Parents Petition US Supreme Court to Protect Rights in School Gender Transition Case

A high-stakes legal battle over secret “social transitioning” in school has reached the United States Supreme Court, in a case that could have nationwide consequences for parental rights and school transparency.

Earlier this month, parents Stephen Foote and Marissa Silvestri filed a petition for a writ of certiorari with the Court, challenging a lower court ruling that denies their right to be informed when their child undergoes a secret gender transition at school. In February, the U.S. Court of Appeals for the First Circuit ruled the school’s non-disclosure policy was necessary to promote a “safe and inclusive” environment for all of its students.

We’ve covered the lawsuit, Foote v. Ludlow, from the beginning here:

This is one of many cases we’ve reported on—lawsuits that pit parental rights against the state’s purported interest in protecting “trans” children. It’s also one of dozens that have sharply divided lower courts across the country on the issue of parents’ rights.

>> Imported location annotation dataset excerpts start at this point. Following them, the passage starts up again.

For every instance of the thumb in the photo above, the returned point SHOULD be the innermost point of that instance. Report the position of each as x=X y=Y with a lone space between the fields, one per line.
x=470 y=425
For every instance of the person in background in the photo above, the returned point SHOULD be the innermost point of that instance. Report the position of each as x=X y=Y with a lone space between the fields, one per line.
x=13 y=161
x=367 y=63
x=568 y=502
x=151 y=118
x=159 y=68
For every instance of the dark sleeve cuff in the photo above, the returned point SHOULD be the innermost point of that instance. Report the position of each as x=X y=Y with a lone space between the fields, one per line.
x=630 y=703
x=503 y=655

And that, the parents’ lawyers at Alliance Defending Freedom say, is what makes it an ideal case for the Supreme Court to consider, urging it to overturn the appeals court ruling. Doing so will resolve multiple circuit splits to make clear that parents have the right to be told—and to object—when their child’s school engages in social transitioning, they argue.

The parents brought their original lawsuit against the Ludlow, Massachusetts school committee in 2022 after they learned from one of its teachers that their sixth-grade daughter had secretly transitioned to “genderqueer.”

If not for that one brave teacher—later fired for coming forward—the parents might never have known. Under the school’s policy, when a student asks to be called by a new name and pronouns of a different sex, staff members must keep it a secret from the parents, unless they have the student’s consent.

The parents claimed that withholding information about their child’s gender identity violated their constitutional rights to raise and make medical and mental-health care decisions for her.

U.S. District Court Judge Mark G. Mastroianni dismissed their lawsuit in December 2022. They appealed to the First Circuit, and in September 2023, the court heard oral arguments that we covered here.

The First Circuit affirmed the lower court’s dismissal, in a per curiam (jointly issued) decision by three judges—one appointed by Obama and two by Biden.

The school’s secret use of gender-affirming pronouns or a gender-affirming name was not a “medical” treatment, the court held, rejecting the parents’ claim. “Using the [s]tudent’s chosen name and pronouns,” they wrote, is “something people routinely do with one another, and which requires no special training, skill, medication, or technology.”

But the parents didn’t see anything “routine” about the school helping their child turn “genderqueer” behind their backs. They objected to teachers talking in private with their child to explore and experiment with “alternative or discordant gender identities” and to facilitate their child’s gender-affirming social transitioning. They also objected to the school counselor allowing her to use the bathroom of her choice. And they objected when the former school librarian asked the students to state their pronouns as part of an assignment.

And yet, flouting these objections, the school continued to sex-transition their daugher, the lawsuit says, claiming they were keeping the daughter “safe”—from her parents.

According to the appeals court, the measures the parents objected to were “curricular and administrative” decisions over which they had no say. And, after all, it wasn’t as if the children were being forced into switching sexes: “[P]roviding educational resources about LGBTQ-related issues to a child who has shown interest imposes no more compulsion to identify as genderqueer than providing a book about brick laying could coerce a student into becoming a mason,” the judges wrote.

In their petition, the parents urge the Court to reject the First Circuit’s “flawed view” of their rights.

First of all, by characterizing the school protocols as “curricular and administrative” decisions, the court affords parents “virtually no rights after the decision to enroll their children in public school.”

“The First Circuit’s disregard of parents’ decisionmaking is in deep tension with other circuits that require evidence of abuse or imminent harm before even the state’s child-protective services may interfere with the parent-child relationship,” the petitioners argue. The parents should not be required to allege school “coercion” to protect their rights to direct the upbringing and care of their children.

The decision below also “erases parental involvement in a child’s mental health,” against Supreme Court precedent and Third Circuit caselaw, the petitioners say.

Simply put, “Parental-rights jurisprudence in the lower courts is a mess”—a mess they urge the Court to clean up once and for all.

This is not the first time the Court has been asked to wade into the conflict over secret social transitioning in schools. Last year, it declined a petition to review a similar case involving a Wisconsin school’s gender identity plan. Justice Alito, joined by Justice Thomas, dissented. Noting that more than 1,000 districts in the country have reportedly adopted similar policies, Alito saw it as a missed opportunity to take up a question “of great and growing national importance.”

This time, the petitioners say, the Court should grant review: “Parents across the country need this Court’s swift intervention, lest schools continue to mold their children’s sexual identity without parental input.”